March 3, 2009 by John Sherwood
(With thanks to Hans Hopman, who started this line of thought for me)
Imagine a life modelled on 'heaven', in which risks do not exist. You wake up in the morning, perfectly safe and secure in the knowledge that there you face no risks. (This itself is a paradox, because why would you have needed to sleep if constant wakefulness posed no risks?). Anyway, you go about your life knowing nothing can go wrong. No deadlines will be missed. No injuries will be sustained, no matter what you do. No one will be offended, no matter what you say or do. You eat as little or as much as you like without any anxiety about the effects. You will never die. Eternity stretches before you unhindered in any way by 'risk'. There will be no failures of any kind. That means also there will be no successes.
So why bother?
Risk drives life. Risk makes you 'feel alive'. It's a good job that the creator (whatever or whoever you believe that to be) incorporated risk into the universe, otherwise it would be eternally boring. Long live Heisenberg and the uncertainty principle, because that's where risk begins!
Real life of any kind is full of risk. From the moment of our conception to the moment of our death, everything has risk in it. However, risk appetite is the key here – how much risk do you want to take? Risk appetite is not infinite, and it varies from person to person, from organisation to organisation, and from society to society. Policies and rules are one of the ways in which we articulate and bound our risk appetite at any level - personal, family, corporate or society as a whole, and compliance with those policies and rules is one of the mechanisms by which we mitigate certain risks and accept others, according to appetite.
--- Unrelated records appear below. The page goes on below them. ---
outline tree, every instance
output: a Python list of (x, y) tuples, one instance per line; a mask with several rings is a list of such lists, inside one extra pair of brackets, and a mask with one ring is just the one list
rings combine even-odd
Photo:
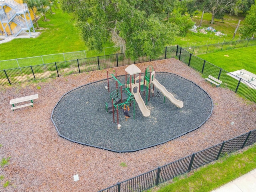
[(256, 33), (256, 6), (252, 5), (244, 20), (239, 32), (245, 37), (252, 37)]
[[(168, 22), (175, 23), (177, 25), (179, 29), (178, 35), (179, 36), (186, 36), (188, 29), (191, 28), (194, 24), (190, 18), (190, 15), (194, 14), (193, 9), (188, 6), (191, 5), (192, 1), (177, 2), (175, 8), (168, 20)], [(189, 10), (188, 8), (189, 8)], [(190, 12), (190, 14), (188, 12), (188, 11)]]
[(73, 14), (89, 49), (102, 50), (103, 42), (110, 40), (124, 45), (126, 55), (135, 60), (141, 56), (157, 57), (174, 40), (177, 28), (162, 19), (172, 1), (165, 1), (62, 0), (61, 7)]
[(23, 0), (23, 2), (27, 4), (28, 9), (33, 13), (33, 15), (35, 18), (35, 21), (36, 24), (36, 27), (38, 29), (39, 29), (40, 28), (38, 22), (37, 16), (39, 15), (40, 13), (37, 11), (37, 8), (38, 7), (38, 0)]
[(50, 6), (50, 3), (48, 0), (37, 0), (37, 12), (42, 13), (44, 16), (44, 21), (47, 21), (49, 20), (46, 18), (46, 14), (48, 11)]
[(195, 0), (198, 7), (212, 14), (211, 24), (213, 24), (214, 18), (222, 18), (225, 12), (236, 15), (242, 9), (243, 5), (248, 3), (248, 0)]

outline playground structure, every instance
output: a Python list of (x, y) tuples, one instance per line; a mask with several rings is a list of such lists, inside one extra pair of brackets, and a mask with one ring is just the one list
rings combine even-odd
[[(151, 71), (150, 71), (151, 69)], [(120, 107), (123, 108), (124, 104), (132, 106), (133, 102), (133, 118), (135, 118), (135, 101), (142, 115), (144, 117), (150, 116), (150, 111), (148, 109), (146, 105), (148, 101), (149, 101), (150, 92), (154, 96), (155, 86), (164, 96), (164, 102), (165, 102), (166, 97), (170, 101), (175, 104), (177, 107), (182, 108), (183, 107), (183, 102), (175, 98), (173, 95), (168, 92), (166, 88), (155, 78), (155, 69), (152, 66), (148, 66), (145, 69), (144, 76), (141, 75), (141, 70), (134, 64), (132, 64), (125, 69), (125, 83), (122, 84), (117, 79), (117, 71), (116, 69), (115, 74), (111, 74), (113, 78), (116, 81), (116, 90), (110, 93), (111, 101), (105, 102), (105, 108), (107, 112), (113, 114), (113, 122), (115, 122), (114, 112), (116, 111), (117, 124), (119, 124), (118, 111)], [(127, 74), (130, 76), (127, 79)], [(136, 77), (136, 75), (138, 74)], [(108, 86), (106, 87), (109, 90), (109, 80), (108, 72), (107, 72)], [(151, 84), (153, 88), (151, 89)], [(125, 88), (124, 88), (125, 87)], [(140, 93), (143, 92), (143, 96), (146, 98), (146, 104), (142, 99)]]

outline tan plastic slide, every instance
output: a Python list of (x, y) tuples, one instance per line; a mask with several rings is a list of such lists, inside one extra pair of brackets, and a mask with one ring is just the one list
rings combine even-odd
[[(140, 96), (140, 94), (139, 92), (139, 86), (140, 84), (138, 83), (135, 83), (132, 86), (132, 94), (133, 94), (134, 99), (135, 99), (137, 103), (138, 103), (139, 108), (140, 108), (140, 111), (142, 113), (143, 116), (148, 117), (150, 115), (150, 111), (146, 107), (144, 101), (143, 101)], [(136, 87), (137, 87), (137, 89), (134, 89)], [(136, 92), (134, 92), (134, 91)]]
[(161, 84), (160, 84), (160, 83), (156, 79), (155, 79), (154, 71), (151, 73), (151, 79), (152, 79), (152, 76), (154, 76), (153, 79), (151, 81), (151, 83), (154, 84), (156, 86), (156, 87), (159, 89), (164, 96), (168, 98), (170, 101), (177, 106), (177, 107), (180, 108), (183, 107), (183, 102), (182, 101), (176, 99), (171, 93), (166, 90), (165, 87)]

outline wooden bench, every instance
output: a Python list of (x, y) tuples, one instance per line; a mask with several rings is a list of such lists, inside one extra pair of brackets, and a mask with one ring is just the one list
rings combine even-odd
[[(38, 99), (38, 94), (36, 94), (35, 95), (30, 95), (29, 96), (26, 96), (26, 97), (11, 99), (10, 102), (10, 104), (11, 105), (12, 105), (12, 106), (13, 107), (11, 108), (11, 109), (13, 111), (14, 111), (14, 109), (18, 109), (19, 108), (22, 108), (22, 107), (26, 107), (28, 106), (31, 106), (33, 107), (33, 100), (34, 99)], [(18, 103), (28, 101), (30, 101), (31, 103), (21, 105), (18, 105), (17, 106), (14, 106), (14, 104), (17, 104)]]
[(220, 86), (220, 84), (221, 84), (222, 82), (220, 80), (219, 80), (218, 79), (215, 78), (215, 77), (213, 77), (212, 76), (209, 75), (208, 76), (208, 78), (206, 78), (205, 81), (209, 81), (211, 84), (212, 83), (216, 85), (216, 87), (218, 87), (219, 86)]

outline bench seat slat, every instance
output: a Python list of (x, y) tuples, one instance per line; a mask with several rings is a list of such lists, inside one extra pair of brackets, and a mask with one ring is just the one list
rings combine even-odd
[(211, 83), (213, 83), (214, 84), (215, 84), (215, 85), (217, 85), (217, 86), (220, 86), (220, 84), (218, 84), (218, 83), (217, 83), (216, 82), (214, 82), (214, 81), (211, 80), (210, 79), (208, 79), (208, 78), (206, 78), (206, 79), (205, 79), (206, 80), (207, 80), (208, 81), (210, 81)]
[(211, 82), (211, 84), (213, 83), (216, 85), (216, 87), (218, 87), (220, 86), (220, 84), (222, 82), (220, 80), (219, 80), (215, 77), (213, 77), (212, 76), (209, 75), (208, 78), (205, 78), (206, 81), (208, 81)]
[(241, 76), (241, 77), (243, 77), (245, 79), (248, 79), (248, 80), (251, 80), (251, 78), (249, 78), (249, 77), (245, 76), (244, 74), (240, 74), (240, 73), (237, 73), (236, 74), (236, 76)]
[(212, 80), (213, 80), (214, 81), (216, 81), (216, 82), (218, 82), (218, 83), (219, 83), (220, 84), (221, 84), (222, 82), (222, 81), (221, 81), (220, 80), (219, 80), (218, 79), (216, 78), (215, 78), (215, 77), (213, 77), (212, 76), (211, 76), (210, 75), (209, 75), (209, 76), (208, 76), (208, 78), (210, 78), (210, 79), (212, 79)]
[(30, 103), (27, 104), (25, 104), (24, 105), (19, 105), (18, 106), (16, 106), (15, 107), (12, 107), (11, 108), (12, 110), (14, 110), (14, 109), (18, 109), (19, 108), (21, 108), (22, 107), (26, 107), (27, 106), (33, 106), (33, 103)]

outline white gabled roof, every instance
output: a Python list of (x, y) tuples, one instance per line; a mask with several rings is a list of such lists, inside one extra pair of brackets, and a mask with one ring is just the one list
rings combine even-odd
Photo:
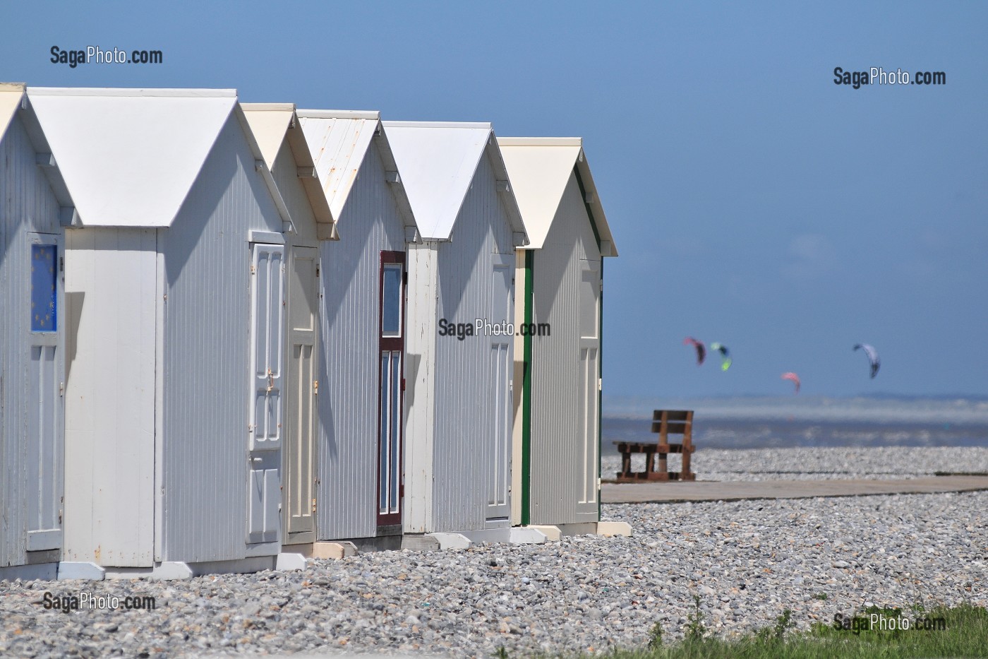
[(17, 114), (24, 89), (23, 82), (0, 82), (0, 138), (6, 135), (7, 127)]
[(85, 227), (169, 227), (236, 104), (232, 89), (28, 87)]
[[(381, 129), (379, 112), (298, 110), (298, 122), (329, 207), (337, 220), (343, 217), (343, 210), (371, 142), (377, 145), (385, 171), (396, 172), (398, 169), (391, 145)], [(415, 216), (401, 177), (389, 183), (404, 226), (415, 227)]]
[[(484, 153), (498, 180), (508, 172), (486, 123), (384, 122), (408, 199), (428, 239), (448, 240)], [(505, 207), (516, 233), (524, 235), (521, 213), (510, 186), (502, 190)]]
[[(286, 141), (288, 142), (297, 171), (315, 167), (293, 104), (241, 103), (240, 109), (247, 118), (268, 169), (274, 171), (275, 160)], [(310, 176), (300, 176), (300, 180), (315, 221), (321, 224), (333, 224), (337, 216), (330, 210), (329, 200), (319, 181)]]
[(569, 176), (576, 169), (601, 241), (603, 256), (617, 256), (611, 228), (590, 173), (580, 138), (499, 138), (515, 197), (529, 231), (529, 248), (538, 249), (545, 242), (555, 218)]

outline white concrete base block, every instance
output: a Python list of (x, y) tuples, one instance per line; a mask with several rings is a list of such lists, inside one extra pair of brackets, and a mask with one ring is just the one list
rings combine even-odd
[(631, 524), (626, 521), (598, 521), (597, 533), (604, 537), (621, 535), (631, 537)]
[(89, 581), (103, 581), (107, 578), (107, 571), (96, 563), (83, 563), (81, 561), (62, 561), (58, 564), (58, 580), (62, 579), (86, 579)]
[(36, 565), (12, 565), (0, 568), (0, 581), (54, 581), (58, 578), (58, 563), (38, 563)]
[(529, 524), (528, 526), (522, 526), (522, 528), (535, 528), (545, 534), (546, 539), (549, 542), (558, 542), (562, 533), (559, 531), (558, 526), (549, 526), (548, 524)]
[(301, 554), (291, 554), (282, 552), (278, 554), (278, 559), (275, 561), (276, 570), (304, 570), (305, 557)]
[(428, 533), (429, 537), (439, 540), (439, 548), (447, 549), (468, 549), (470, 539), (462, 533)]
[(165, 561), (153, 567), (122, 568), (105, 567), (107, 579), (152, 579), (155, 581), (175, 581), (192, 579), (196, 576), (188, 563), (181, 561)]
[(357, 545), (353, 542), (313, 542), (312, 558), (339, 560), (357, 555)]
Thus, to me, the question, as always, is how much appetite for risk do we have? Total risk aversion would be an attempt to zeroise risk appetite, which would stifle creativity and progress, blocking all opportunities for gain, but the opposite would be an attempt to push risk appetite to infinity, which would create only chaos and unsustainable losses. Somewhere in that continuum lies the path to managing risk according to appetite, and the internal debate for any entity should constantly be about what our appetite for risk really is, and how we can manage risk appropriately according to that appetite.
Security, or resilience, or control, are relative terms and never absolute. They relate only to risk appetite and the ability to implement measures that are commensurate with that risk appetite. To the question 'Is it secure?', the answer can only be: 'What do you mean by secure?', in other words: 'What's your risk appetite and are you meeting that?'.